HC Deb 17 December 2001 vol 377 cc3-5
2. Mr. John Baron (Billericay)

What plans he has to reduce the administrative work load of police officers. [21144]

The Parliamentary Under-Secretary of State for the Home Department (Mr. Bob Ainsworth)

Recent research commissioned by the Home Office showed that up to 43 per cent of police officers" time was spent in the police station. "Policing a New Century" outlined our proposals to provide support staff with the necessary powers to undertake certain roles that do not need to be carried out by a police officer. The Home Secretary has established a taskforce, chaired by Sir David O'Dowd, to co-ordinate the steps necessary significantly to reduce the unnecessary burdens on police officers' time. It will report in the spring.

Mr. Baron

I thank the Minister for that response. The findings of that study will result from the great burden of paperwork, including 58 performance criteria, the best value regime and a raft of arrest paperwork. Given that detection rates are at their lowest ever, when will the Minister allow the police to do the job that they want, which is to fight crime, not push paper?

Mr. Ainsworth

The hon. Gentleman throws back at us some of the issues that we have exposed in order to make progress on that issue, which we are doing in the police reform White Paper. He is right that we are looking to streamline the number of targets to which the police are subject through best value and other regimes, but other issues include the amount of time spent in a police station on arrest. Some of that work can be done by other people, and is being done by other people in some police forces.
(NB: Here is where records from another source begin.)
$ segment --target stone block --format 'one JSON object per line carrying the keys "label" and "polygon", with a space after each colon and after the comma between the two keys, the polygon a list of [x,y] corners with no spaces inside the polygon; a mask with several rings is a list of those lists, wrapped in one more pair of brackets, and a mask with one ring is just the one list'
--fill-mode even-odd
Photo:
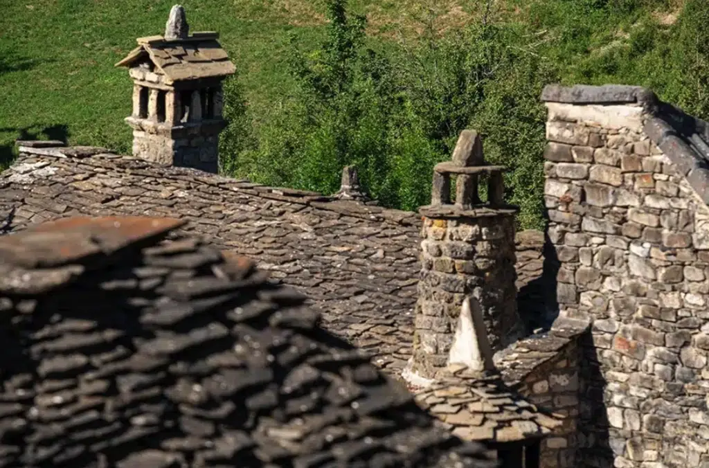
{"label": "stone block", "polygon": [[641,156],[650,155],[650,140],[637,141],[633,144],[632,152]]}
{"label": "stone block", "polygon": [[545,195],[562,199],[564,203],[581,201],[581,187],[571,184],[565,184],[553,179],[547,179],[544,185]]}
{"label": "stone block", "polygon": [[623,408],[611,406],[606,409],[606,414],[610,427],[623,429]]}
{"label": "stone block", "polygon": [[547,122],[547,140],[549,141],[586,146],[588,144],[588,130],[581,125],[561,121]]}
{"label": "stone block", "polygon": [[586,216],[581,221],[581,229],[588,233],[599,233],[603,234],[619,234],[621,228],[605,219],[597,219]]}
{"label": "stone block", "polygon": [[621,155],[622,153],[610,148],[597,148],[593,153],[593,161],[607,166],[620,166]]}
{"label": "stone block", "polygon": [[544,150],[544,159],[553,162],[573,162],[571,146],[549,141]]}
{"label": "stone block", "polygon": [[643,242],[657,244],[662,241],[662,230],[657,228],[644,228],[640,239]]}
{"label": "stone block", "polygon": [[588,167],[586,164],[559,162],[557,165],[557,176],[562,179],[586,179],[588,177]]}
{"label": "stone block", "polygon": [[673,265],[660,268],[657,272],[657,280],[661,283],[679,283],[684,278],[681,265]]}
{"label": "stone block", "polygon": [[576,303],[576,288],[573,284],[559,283],[557,285],[557,301],[559,303]]}
{"label": "stone block", "polygon": [[655,179],[652,174],[635,174],[633,187],[635,190],[650,189],[655,186]]}
{"label": "stone block", "polygon": [[631,253],[628,256],[627,265],[630,274],[646,279],[655,279],[657,278],[654,265],[647,259]]}
{"label": "stone block", "polygon": [[549,210],[547,214],[549,215],[549,219],[554,223],[575,225],[581,221],[581,216],[573,213],[569,213],[568,211]]}
{"label": "stone block", "polygon": [[620,170],[623,172],[642,171],[642,158],[635,155],[623,155],[620,157]]}
{"label": "stone block", "polygon": [[679,186],[669,181],[659,180],[655,182],[655,190],[658,195],[674,197],[679,193]]}
{"label": "stone block", "polygon": [[635,223],[626,223],[623,225],[620,233],[631,239],[637,239],[642,235],[642,226]]}
{"label": "stone block", "polygon": [[586,202],[594,206],[610,206],[615,201],[615,189],[602,184],[586,184]]}
{"label": "stone block", "polygon": [[695,347],[682,348],[679,357],[682,364],[691,369],[703,369],[707,365],[706,353]]}
{"label": "stone block", "polygon": [[594,150],[588,146],[572,146],[571,157],[574,162],[591,163],[593,162]]}
{"label": "stone block", "polygon": [[631,208],[627,211],[627,218],[633,223],[651,228],[657,228],[660,225],[659,216],[637,208]]}
{"label": "stone block", "polygon": [[637,194],[625,189],[617,189],[615,191],[616,206],[640,206],[640,197]]}
{"label": "stone block", "polygon": [[688,281],[704,281],[704,270],[696,267],[685,267],[684,277]]}
{"label": "stone block", "polygon": [[623,173],[618,167],[603,165],[594,165],[589,170],[588,175],[591,182],[608,184],[613,186],[620,186],[623,183]]}
{"label": "stone block", "polygon": [[663,231],[662,245],[674,249],[686,248],[692,245],[692,236],[688,233]]}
Those are some of the issues that we intend to address, so that police constables can spend more of their time doing the work that they are highly qualified to do and that the British public expect them to do.

Mr. Graham Allen (Nottingham, North)

Will my hon. Friend pass on the congratulations of many hon. Members to my right hon. Friend the Home Secretary on his pungent remarks a couple of weeks ago about delays caused by the legal profession? The administrative work load on police officers and the administrative work done by housing officers, police officers and councillors in pursuing antisocial behaviour orders—in my city of Nottingham and elsewhere—cost massive amounts of money. The case gets to court and then some smart alec lawyer finds a way to get the little brat—which would be the parliamentary expression—off and out into the community again. Will my hon. Friend ensure that the joined up thinking continues so that the time of council officers and councillors is used productively?

Mr. Ainsworth

I am not sure that I would dare refer to the remarks of my right hon. Friend the Home Secretary as pungent, and I do not know whether my hon. Friend meant his remarks to be pungent. However, efforts are being made better to align court time with police time, so that police officers do not waste their time unnecessarily waiting for court cases. We need better co-ordination and communication to avoid that happening.

Mr. James Paice (South-East Cambridgeshire)

Is it not a sad indication of the state of police morale that they should consider working to rule? The police cannot strike, so will the Home Secretary and the Minister agree that the flexibility that we all know is necessary must be achieved by agreement? To achieve that, what will the Government do? It is a question not of setting people to do different jobs, but of getting rid of paperwork. What forms will the Government abolish? What reports will they stop calling for? What will be the Government's side of the bargain in reaching the agreement needed if the police reforms that the Home Secretary wants are to be achieved?

Mr. Ainsworth

The Government published "Diary of a Police Officer", and we seek to halve the number of best value indicators as part of our efforts to cut bureaucracy. Such things underlie the whole agenda of the White Paper. We are in the middle of negotiations that could affect terms and conditions for the police, and the hon. Gentleman should not be surprised if the press comments on that. While we are handling such important issues, the British public will consider both how the Government handle matters and how the Opposition respond. I hope that the hon. Gentleman will respond reasonably and sensibly instead of playing games on the back of an important issue.